Jakiś czas temu kupiłem figurkę z gry Burning of Prospero. Bardzo podoba mi się jej dynamiczna poza i szczegółowa rzeźba. W związku z tym figurkę malowało się długo, ale bardzo przyjemnie. Miałem tutaj możliwość pobawienia się odcieniami szarości i dalszego poćwiczenia z malowaniem złota techniką TMM według wskazówek Painting Buddha.
Muszę przyznać, że jestem bardzo zadowolony z tego malowania, chyba najładniejsza z moich figurek :).
Muszę przyznać, że jestem bardzo zadowolony z tego malowania, chyba najładniejsza z moich figurek :).

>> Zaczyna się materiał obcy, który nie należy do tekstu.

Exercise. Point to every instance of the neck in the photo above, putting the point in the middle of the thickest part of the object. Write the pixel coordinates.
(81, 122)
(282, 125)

Mały spis farbek, których użyłem.
Kościste elementy malowałem dość szybko. Jako bazę użyłem farbki Vallejo Dark Sand (można też użyć Skeleton Bone od Army Paintera). Następnie washowanie Strong Tonem z Sepia Ink (3:1) i rozjaśnienia : 1. Dark Sand, 2. Ivory.
Jeżeli chodzi o kolor pancerza, to tutaj miałem więcej zabawy. Było trochę shadow of gray, no ale nie pięćdziesiąt. Za bazę posłużyła mi farbka Dark Grey. Potem mały wash Nuln Oil albo Dark Tone.
Potem rozjaśnienia: 1. Dark Gray, 2. Neutral Gray, 3. Ash Gray i to już naprawdę na niewielkich powierzchniach, plus krawędzie. Cienie robiłem farbkami Black Gary i Dark Tone.
Złote elementy to farbka Glorious Gold, którą posłużyłem się też przy rozjaśnieniach mieszająć ją z farbką Shining Silver (AP). Cienie to zasługa farbki Armour Brown.
Włosy. Jako baza farbka Heavy Goldbrown. Potem wash Strong Tone z Sepia Ink, a następnie rozjaśnienia : 1. Heavy Goldbrown, 2. Skeleton Bone (AP), 3. Ivory i to praktycznie tuż przy czole.
Twarz to farbka Beige Red, na którą nałożyłem tradycyjnie wash, taki sam jak wyżej. Rozjaśnienia: 1.Beige Red, 2. Skeleton Bone.
Jeżeli chodzi o bronie, to głównie farbki Dark Sea Blue i Steel Gray. Ben Komets z Painting Buddha się kłania ;).